Voltage drop = k x p x wire length in feet x current in amperes divided by the wire area in circular mills

For Copper, K=11

For Aluminum, K=18

P is Phase Constant. In this case P=2

Let’s use #2 AWG copper as our interconnect cable. The area in circular mills will = 66,400

Our interconnect cables will be 1 foot long each

Again, let’s make an assumption the amperage draw from the batteries is 120, typical for a 1,000 watt inverter load.

Run the numbers:

11 x 2 x 1 x 120 = 2,640 divided by 66,400 = .039759

So the voltage drop on that 12” piece of #2 copper is less than 4/100th of a volt.

Since my example assumes two batteries, the interconnect cable will only carry 50% of the current. Thus the voltage drop on the parallel cables will only be 2/100 of a volt – or better said 20 millivolts.

A 20 millivolt loss is no big deal in a battery bank set-up for an RV – even if we have more than 1 one foot interconnect cable.

Manufacturers of high power inverters often recomend two size “0” cables in parallel. (106,000 CM each, total 212,000 CM).

Run the above numbers again for a lowered charging current. The voltage differential amounts to nothing significant!

More specifically, if you have four batteries in a parallel string with no “balancing” and connect a charger, the maximum current will go to the lowest value battery first. Once it is equal to the next lowest they will “appear” as a single battery and combine with the remainder as they are charge equalized. Even 4 brand new batteries in parallel will not exhibit the same state of discharge. Manufacturing is far from being that perfect.

I’ll say what I did previously again – for RV use all this “balancing” stuff is unnecessary unless you are totally battery anal. There are other uncontrollable variables in the system that will have a greater impact.
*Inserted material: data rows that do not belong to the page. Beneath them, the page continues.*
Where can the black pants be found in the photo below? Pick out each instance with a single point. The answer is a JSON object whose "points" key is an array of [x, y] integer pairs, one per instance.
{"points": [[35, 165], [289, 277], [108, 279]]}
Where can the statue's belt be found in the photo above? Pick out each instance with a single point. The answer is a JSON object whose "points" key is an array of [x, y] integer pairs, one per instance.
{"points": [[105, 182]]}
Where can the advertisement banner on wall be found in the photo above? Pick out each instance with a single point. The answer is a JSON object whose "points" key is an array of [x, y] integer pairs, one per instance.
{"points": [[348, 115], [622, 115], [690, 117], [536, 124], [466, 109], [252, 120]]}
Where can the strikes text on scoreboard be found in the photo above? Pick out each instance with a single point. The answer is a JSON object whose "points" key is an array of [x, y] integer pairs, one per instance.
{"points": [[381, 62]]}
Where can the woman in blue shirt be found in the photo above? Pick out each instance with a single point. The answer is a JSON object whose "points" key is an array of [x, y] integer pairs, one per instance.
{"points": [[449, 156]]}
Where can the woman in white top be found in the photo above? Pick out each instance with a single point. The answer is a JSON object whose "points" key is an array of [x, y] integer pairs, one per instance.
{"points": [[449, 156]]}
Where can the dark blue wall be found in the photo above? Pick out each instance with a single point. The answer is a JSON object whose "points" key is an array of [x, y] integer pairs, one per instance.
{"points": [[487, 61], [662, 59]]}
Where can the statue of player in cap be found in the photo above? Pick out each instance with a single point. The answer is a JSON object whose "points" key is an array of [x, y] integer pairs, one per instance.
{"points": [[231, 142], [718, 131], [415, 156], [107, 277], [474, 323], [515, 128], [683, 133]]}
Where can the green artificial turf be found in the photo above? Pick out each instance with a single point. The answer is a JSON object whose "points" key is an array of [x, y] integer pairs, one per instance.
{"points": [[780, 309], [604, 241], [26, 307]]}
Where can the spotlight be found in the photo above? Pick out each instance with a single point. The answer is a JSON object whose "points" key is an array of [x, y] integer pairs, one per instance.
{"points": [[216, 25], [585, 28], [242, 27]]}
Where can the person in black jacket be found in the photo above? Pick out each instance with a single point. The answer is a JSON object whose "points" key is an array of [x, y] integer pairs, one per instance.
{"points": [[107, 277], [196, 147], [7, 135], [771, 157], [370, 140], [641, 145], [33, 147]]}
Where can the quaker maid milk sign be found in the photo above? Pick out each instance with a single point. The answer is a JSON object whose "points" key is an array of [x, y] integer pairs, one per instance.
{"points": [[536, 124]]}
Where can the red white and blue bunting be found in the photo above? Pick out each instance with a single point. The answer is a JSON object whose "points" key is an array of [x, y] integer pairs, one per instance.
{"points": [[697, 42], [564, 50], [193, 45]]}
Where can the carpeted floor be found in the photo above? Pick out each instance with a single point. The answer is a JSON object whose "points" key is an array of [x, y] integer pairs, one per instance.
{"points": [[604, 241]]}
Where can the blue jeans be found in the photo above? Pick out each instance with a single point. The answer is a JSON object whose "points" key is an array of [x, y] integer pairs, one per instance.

As for intentionally wiring so that a bank is "balanced"; yes – sometimes it is just as easy and will not require an additional length of cable to configure it as such. But the question always remains when setting up batteries in an RV as to where they will be mounted. Often they will be some distance apart. Not every RV’er that wants to expand battery capacity has a big motor home with a huge pull-out battery tray (but it would be nice if we did

).

As for the 1% - We’ll just have to agree to disagree. My thirty years of association with RV’ers gives me different numbers than you project. Besides, what difference does it make if one of us is off a few percent? The fact remains that the majority of Rv’ers are NOT high power inverter users (I am in the minority – I have a 3,000/6,000 watt inverter.).

BTW - your solar set-up is extremely nice.